Due morti che lasciano la comunità di San Vito Lo Capo sgomenta e turbata: quelle dell’operaio Davide Anselmo di 45 anni e il soccorritore del 118 Francesco Bulgarella di 64 anni. Morti accadute ieri, durante i lavori di manutenzione dell’impianto comunale.
Secondo la prima ispezione del cadavere, la morte dell’operaio è avvenuta per esalazione dei fumi sprigionati dai reflui presenti nella vasca del depuratore, mentre l’autopsia chiarirà le cause del decesso del soccorritore un operatore del 118. Non è al momento chiaro se a ucciderlo siano state le sostanze tossiche presenti nella vasca o un malore dovuto al caldo della giornata.
“Il dipendente della Seus non è mai entrato nei locali dell’impianto – spiega Fabio Genco ad Ansa, responsabile del 118 di Palermo e Trapani – I soccorritori hanno atteso come da protocollo l’arrivo dei vigili del fuoco che hanno preso l’operaio e lo hanno portato all’esterno. Anche in questo caso sarà l’autopsia ad accertare la causa della morte, ma al momento mi sento di escludere che siano state le esalazioni provenienti dall’impianto. Come 118 siamo vicini alla famiglia del soccorritore e dell’operaio. Non nascondo che per tutti noi è un giorno di forte dolore“.
Dinamica della vicenda
Pare che l’operaio Anselmo, quando si è sentito male, stava recuperando una pompa non funzionante per sostituirla con una nuova. La vasca, all’interno della quale era sceso, non doveva teoricamente contenere liquami.

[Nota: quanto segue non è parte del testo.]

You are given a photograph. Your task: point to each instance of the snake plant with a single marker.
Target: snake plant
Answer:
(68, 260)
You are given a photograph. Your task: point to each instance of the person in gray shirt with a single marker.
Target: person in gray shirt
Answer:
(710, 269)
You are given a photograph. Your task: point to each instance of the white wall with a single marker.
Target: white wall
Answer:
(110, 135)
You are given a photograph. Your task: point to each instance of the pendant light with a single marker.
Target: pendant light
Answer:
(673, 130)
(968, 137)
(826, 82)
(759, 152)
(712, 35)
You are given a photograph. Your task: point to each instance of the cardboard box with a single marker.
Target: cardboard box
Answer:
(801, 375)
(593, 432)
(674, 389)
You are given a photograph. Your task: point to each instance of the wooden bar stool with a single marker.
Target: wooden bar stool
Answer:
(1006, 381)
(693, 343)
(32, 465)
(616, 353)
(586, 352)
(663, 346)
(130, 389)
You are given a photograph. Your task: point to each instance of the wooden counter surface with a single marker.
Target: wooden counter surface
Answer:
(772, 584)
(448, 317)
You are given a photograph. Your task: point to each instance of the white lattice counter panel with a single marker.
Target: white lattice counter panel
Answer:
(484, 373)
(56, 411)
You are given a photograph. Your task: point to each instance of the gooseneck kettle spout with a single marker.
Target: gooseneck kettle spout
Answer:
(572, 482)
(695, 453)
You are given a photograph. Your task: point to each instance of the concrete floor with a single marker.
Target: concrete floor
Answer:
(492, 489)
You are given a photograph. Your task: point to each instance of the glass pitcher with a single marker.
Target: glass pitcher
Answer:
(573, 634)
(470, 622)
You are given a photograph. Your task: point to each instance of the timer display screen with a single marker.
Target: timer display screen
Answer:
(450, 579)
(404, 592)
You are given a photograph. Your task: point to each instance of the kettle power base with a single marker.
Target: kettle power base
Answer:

Perché e da dove si siano sprigionate le esalazioni nocive lo accerterà la Procura di Trapani che coordina l’inchiesta. A chiamare i soccorsi è stato l’operaio che, con la vittima, doveva effettuare la manutenzione: secondo i primi accertamenti entrambi lavoravano per una società campana a cui il Comune di San Vito aveva appaltato i lavori.
È stato lui a telefonare al numero unico di emergenza e una volta arrivati, gli operatori sanitari hanno provato a rianimare la vittima con un massaggio cardiaco. Durante le manovre il soccorritore Bulgarella, si è sentito male ed è morto.
Sui due corpi la Procura di Trapani, che indaga per omicidio colposo plurimo e che ha già ascoltato alcune informazioni di diversi testimoni, disporrà l’autopsia.
Entrambi gli operai non indossavano protezioni, ed è da accertare se nella vasca erano presenti liquami che non dovevano esserci. “La morte di due lavoratori a San Vito Lo Capo, nel Trapanese – sostiene Giuseppe Badagliacca del sindacato Cisal e Claudio Dolce coordinatore Csa Cisal Seus 118 – è una tragedia che lascia sgomenti. La Cisal manifesta il proprio cordoglio e la vicinanza alle famiglie di Davide Anselmo, operaio della società di gestione del depuratore, e dell’operatore del 118 Francesco Bulgarella, morti mentre compivano il proprio dovere. Auspichiamo che si faccia piena luce su quanto accaduto e che si accerti il rispetto di tutte le norme sulla sicurezza sul lavoro”.
Intervengono anche la segretaria Cgil di Trapani Liria Canzoneri e Fp Cigl che chiedono impegno vincolante per le istituzioni sulle morti sul lavoro e un immediato tavolo tecnico per la sanità pubblica.